The history of slavery is much more complex than this so-called "letter" implies, and it was much more ethically nuanced. It was precisely the fact that slaveowners did NOT know what they were doing that led them to fear and loath their slaves, and this tendency increased after the end of slavery proper as African Americans were "freed", but still needed to be subjected to forced labor.

Read this book if you want a good laugh, but don't waste your time getting angry about this "letter": get angry at what really happened over 300 years of American history.

Rating: 3
Summary: False, True; Helpful, Yes
Comment: It is true that there is no actual evidence of the existence of this letter, however that does not mean we can't critique the "spirit" of the so called Willie Lynch Letters. For example, we can use the essence of the Willie Lynch Letters to examine how it can be juxtapose with the Declaration of the Rights of Man-1789 or how it compared with the ideas and attitudes of the Virginia Legislature of the era. It can even be used to dissect European cultural thought and behavior.

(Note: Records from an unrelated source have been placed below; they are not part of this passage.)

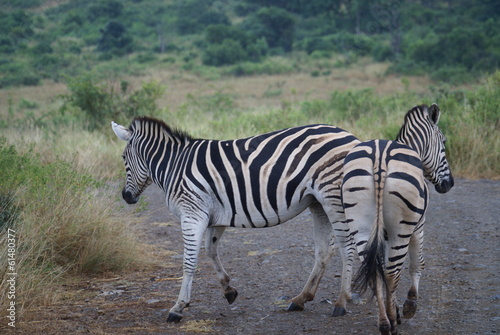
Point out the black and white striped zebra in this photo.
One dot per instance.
(385, 198)
(255, 182)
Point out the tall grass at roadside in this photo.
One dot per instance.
(65, 223)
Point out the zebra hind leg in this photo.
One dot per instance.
(213, 237)
(322, 254)
(346, 247)
(416, 266)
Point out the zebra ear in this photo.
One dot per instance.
(120, 131)
(434, 113)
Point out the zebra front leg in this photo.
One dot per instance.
(211, 242)
(193, 235)
(346, 248)
(417, 264)
(322, 254)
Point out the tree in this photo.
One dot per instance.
(276, 25)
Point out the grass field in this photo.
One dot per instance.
(59, 237)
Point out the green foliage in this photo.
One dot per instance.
(114, 39)
(275, 25)
(193, 16)
(228, 45)
(101, 103)
(454, 44)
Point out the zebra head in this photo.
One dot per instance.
(420, 132)
(137, 172)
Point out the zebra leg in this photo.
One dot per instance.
(213, 236)
(417, 264)
(384, 325)
(322, 254)
(346, 247)
(391, 303)
(192, 233)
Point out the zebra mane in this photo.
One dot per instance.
(173, 132)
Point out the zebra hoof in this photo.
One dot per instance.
(409, 308)
(174, 317)
(339, 311)
(231, 295)
(293, 307)
(398, 315)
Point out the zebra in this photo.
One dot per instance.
(256, 182)
(385, 198)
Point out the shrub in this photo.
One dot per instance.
(115, 39)
(274, 24)
(226, 53)
(64, 224)
(101, 102)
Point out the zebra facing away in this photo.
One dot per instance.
(255, 182)
(385, 197)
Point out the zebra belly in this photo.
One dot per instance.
(262, 220)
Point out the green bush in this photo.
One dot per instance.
(115, 39)
(100, 102)
(227, 45)
(274, 24)
(63, 224)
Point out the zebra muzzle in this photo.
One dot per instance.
(128, 197)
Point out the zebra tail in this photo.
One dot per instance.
(373, 265)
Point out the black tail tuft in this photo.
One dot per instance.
(373, 265)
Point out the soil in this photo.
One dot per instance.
(459, 290)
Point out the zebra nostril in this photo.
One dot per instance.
(128, 197)
(445, 185)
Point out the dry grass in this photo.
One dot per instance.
(198, 326)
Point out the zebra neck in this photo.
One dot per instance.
(164, 161)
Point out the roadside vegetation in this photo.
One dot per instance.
(218, 70)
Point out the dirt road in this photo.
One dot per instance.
(459, 293)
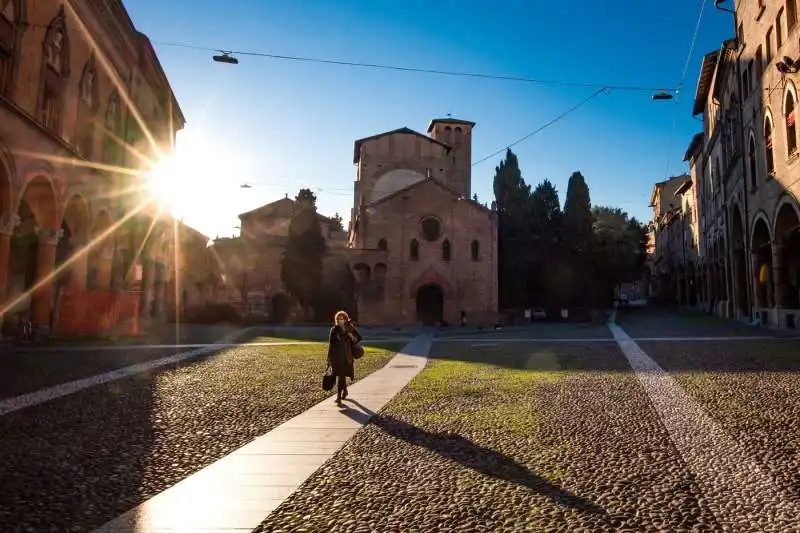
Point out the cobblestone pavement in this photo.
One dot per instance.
(74, 463)
(492, 436)
(28, 368)
(650, 322)
(561, 437)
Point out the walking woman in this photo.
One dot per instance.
(341, 346)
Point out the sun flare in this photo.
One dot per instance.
(164, 182)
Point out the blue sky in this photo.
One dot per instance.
(282, 125)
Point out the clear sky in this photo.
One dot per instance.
(282, 125)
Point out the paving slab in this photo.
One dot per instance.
(237, 492)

Although this letter in actuality is quite possible false, it can be a helpful tool if used in the proper context.

Rating: 1
Summary: Fiction passing as fact
Comment: It's really sad that so many African-Americans not only beleive this "urban legend" (to put it in decent language), but that so many seem not to care that it is not really true. Anyone who does not care about the truth is in big trouble. For the record, the "Willie Lynch" letter was actually a recent creation, as evidenced by the language used. It was actually created in 1993 as a chain letter which spread like a bad disease throughout Black America. Research indicates that it was "loosely adapted" (to put it nicely) from a section of Anatoli Vinogradov's fictional 1935 novel "The Black Consul" that dealt with Napoleon's supposed plans to divide and conquer the Haitians during the Haitian revolution.

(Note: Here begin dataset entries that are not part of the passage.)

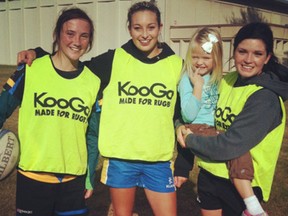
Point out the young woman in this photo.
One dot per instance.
(136, 134)
(198, 90)
(250, 110)
(56, 96)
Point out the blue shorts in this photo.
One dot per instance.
(155, 176)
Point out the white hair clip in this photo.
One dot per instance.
(207, 46)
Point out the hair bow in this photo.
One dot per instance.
(207, 46)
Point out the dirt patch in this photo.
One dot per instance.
(187, 206)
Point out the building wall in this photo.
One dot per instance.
(29, 23)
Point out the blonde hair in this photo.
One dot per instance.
(199, 38)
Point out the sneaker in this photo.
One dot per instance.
(246, 213)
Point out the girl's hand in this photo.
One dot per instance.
(197, 79)
(182, 133)
(179, 180)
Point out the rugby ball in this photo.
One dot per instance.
(9, 152)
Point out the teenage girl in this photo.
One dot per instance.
(56, 96)
(136, 137)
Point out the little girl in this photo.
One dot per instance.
(198, 89)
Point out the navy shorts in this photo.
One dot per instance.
(155, 176)
(219, 193)
(34, 198)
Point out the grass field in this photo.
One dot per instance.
(187, 206)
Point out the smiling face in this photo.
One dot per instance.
(74, 39)
(250, 57)
(202, 62)
(144, 30)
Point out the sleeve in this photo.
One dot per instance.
(92, 147)
(190, 105)
(247, 130)
(11, 95)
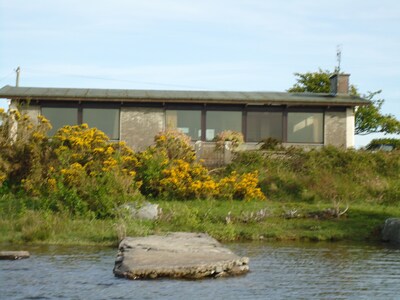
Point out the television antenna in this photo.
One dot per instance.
(338, 57)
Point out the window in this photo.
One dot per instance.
(59, 117)
(188, 121)
(304, 127)
(105, 119)
(262, 125)
(217, 121)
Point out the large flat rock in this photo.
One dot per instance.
(177, 255)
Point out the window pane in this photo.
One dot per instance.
(262, 125)
(107, 120)
(217, 121)
(188, 121)
(305, 127)
(59, 117)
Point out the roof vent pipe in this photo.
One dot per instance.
(17, 80)
(339, 84)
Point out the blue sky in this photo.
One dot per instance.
(249, 45)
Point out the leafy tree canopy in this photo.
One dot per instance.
(368, 119)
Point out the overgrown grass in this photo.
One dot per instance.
(307, 196)
(224, 220)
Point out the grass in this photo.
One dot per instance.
(224, 220)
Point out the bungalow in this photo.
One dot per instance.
(136, 116)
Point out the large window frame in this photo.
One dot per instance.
(115, 136)
(248, 110)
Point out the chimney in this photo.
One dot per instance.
(339, 84)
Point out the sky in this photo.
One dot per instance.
(234, 45)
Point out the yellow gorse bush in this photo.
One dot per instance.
(182, 178)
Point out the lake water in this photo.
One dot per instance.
(278, 271)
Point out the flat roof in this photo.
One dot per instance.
(178, 96)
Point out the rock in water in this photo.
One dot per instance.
(391, 231)
(177, 255)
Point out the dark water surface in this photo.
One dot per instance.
(278, 271)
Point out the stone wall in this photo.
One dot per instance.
(140, 125)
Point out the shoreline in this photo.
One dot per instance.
(226, 221)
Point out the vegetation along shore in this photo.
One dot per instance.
(69, 189)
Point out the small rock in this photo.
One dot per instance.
(143, 211)
(391, 231)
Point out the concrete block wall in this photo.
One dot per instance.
(140, 125)
(335, 128)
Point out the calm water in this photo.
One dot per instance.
(278, 271)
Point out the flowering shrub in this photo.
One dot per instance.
(168, 170)
(184, 181)
(101, 173)
(243, 187)
(236, 138)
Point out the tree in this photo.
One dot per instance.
(368, 118)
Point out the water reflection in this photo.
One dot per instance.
(278, 271)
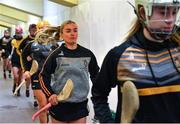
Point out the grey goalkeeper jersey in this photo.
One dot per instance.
(65, 64)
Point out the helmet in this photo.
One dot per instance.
(18, 29)
(31, 26)
(41, 37)
(42, 24)
(148, 9)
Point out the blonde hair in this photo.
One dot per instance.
(64, 24)
(136, 26)
(176, 37)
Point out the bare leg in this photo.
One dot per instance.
(42, 102)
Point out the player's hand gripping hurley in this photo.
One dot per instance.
(34, 68)
(130, 102)
(63, 95)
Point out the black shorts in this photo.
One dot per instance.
(69, 111)
(35, 84)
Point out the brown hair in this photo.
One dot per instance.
(65, 23)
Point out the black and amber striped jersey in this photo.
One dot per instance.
(154, 68)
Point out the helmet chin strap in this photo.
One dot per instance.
(158, 36)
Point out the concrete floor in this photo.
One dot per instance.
(15, 109)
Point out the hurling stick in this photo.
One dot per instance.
(63, 95)
(130, 102)
(34, 68)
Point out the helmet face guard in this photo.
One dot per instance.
(160, 12)
(41, 38)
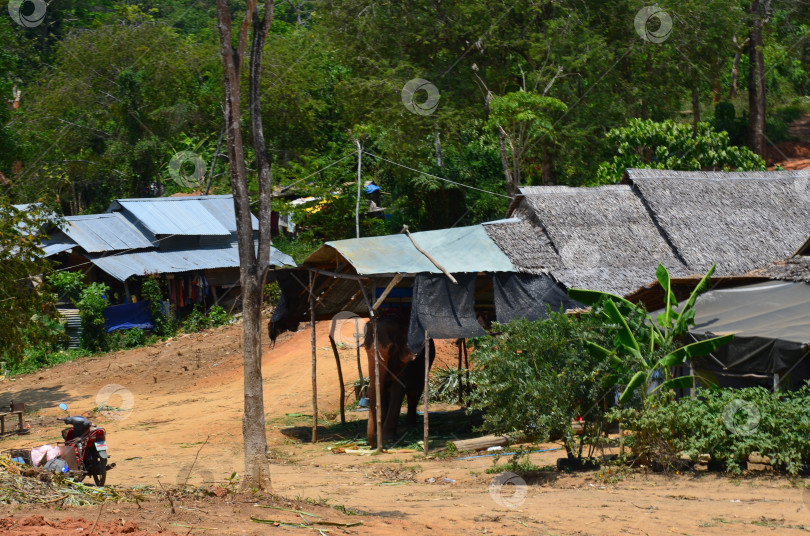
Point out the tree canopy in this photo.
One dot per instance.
(548, 93)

We Black scholars and professional historians should take this as a wake up call to get out of the ivory tower and teach the masses REAL Black history to keep them from being misled by the clever crackpots who collect cash by confusing the credulous. The REAL story of the damage done to Blacks from slavery may be found in actual slave narratives like "The Life and Times of Frederick Douglass," and detailed studies by legit scholars such as Carter G. Woodson's "Miseducation of the Negro" and Kenneth Stampp's "The Peculiar Institution."